You can also call overloads of the String.IndexOf method that search for a character to perform an ordinal (culture-insensitive) search. Note that the overloads of this method that search for a string perform a culture-sensitive search.
The following example illustrates the difference in the results returned by the CompareInfo.IndexOf method depending on culture. The example creates a CultureInfo object for the Danish (Denmark) and English (United States) cultures and uses the overloads of the CompareInfo.IndexOf method to search for the character "æ" in the strings "æble" and "aeble". For the Danish (Denmark) culture, the CompareInfo.IndexOf(String, Char) method and the CompareInfo.IndexOf(String, Char, CompareOptions) method that has a comparison option of CompareOptions.Ordinal return the same value for each string. This indicates that the character "æ" is considered equivalent only to the Unicode value \u00E6. For the English (United States) culture, the two overloads return different results when searching for "æ" in the string "aeble". This indicates that the culture-sensitive comparison performed by the CompareInfo.IndexOf(String, Char) method evaluates the character "æ" as equivalent to its components "a" and "e".

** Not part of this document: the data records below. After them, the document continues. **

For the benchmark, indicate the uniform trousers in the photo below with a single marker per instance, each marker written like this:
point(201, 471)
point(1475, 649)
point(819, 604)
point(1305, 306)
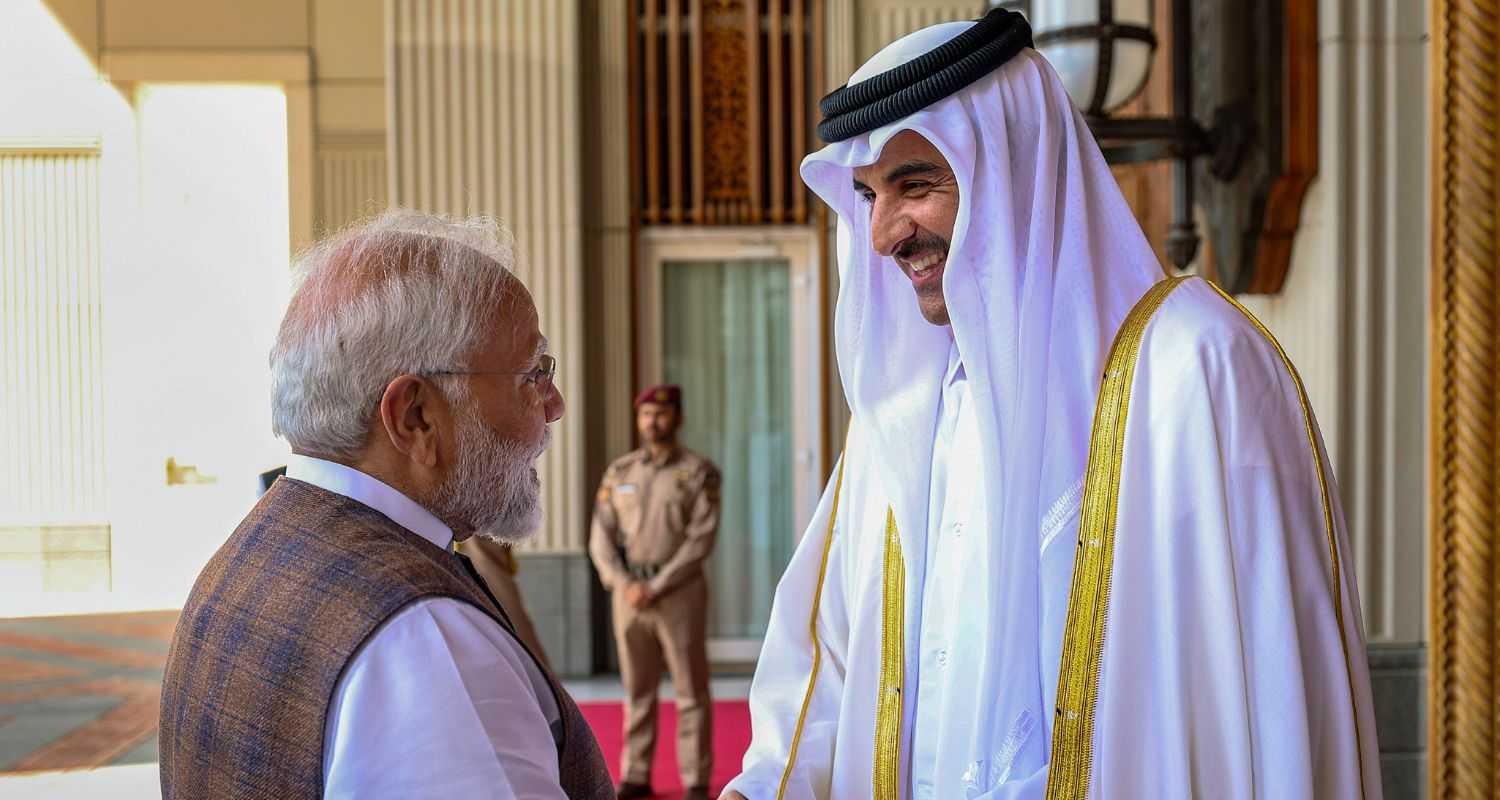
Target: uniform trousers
point(671, 632)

Imports System.Globalization
Imports System.Threading
Public Class Example
Public Shared Sub Main()
Dim str1 As String = "æble"
Dim str2 As String = "aeble"
Dim find As Char = "æ"c
' Create CultureInfo objects representing the Danish (Denmark)
' and English (United States) cultures.
Dim cultures() As CultureInfo = { CultureInfo.CreateSpecificCulture("da-DK"),
CultureInfo.CreateSpecificCulture("en-US") }
For Each ci In cultures
Thread.CurrentThread.CurrentCulture = ci
Dim result1 As Integer = ci.CompareInfo.IndexOf(str1, find)
Dim result2 As Integer = ci.CompareInfo.IndexOf(str2, find)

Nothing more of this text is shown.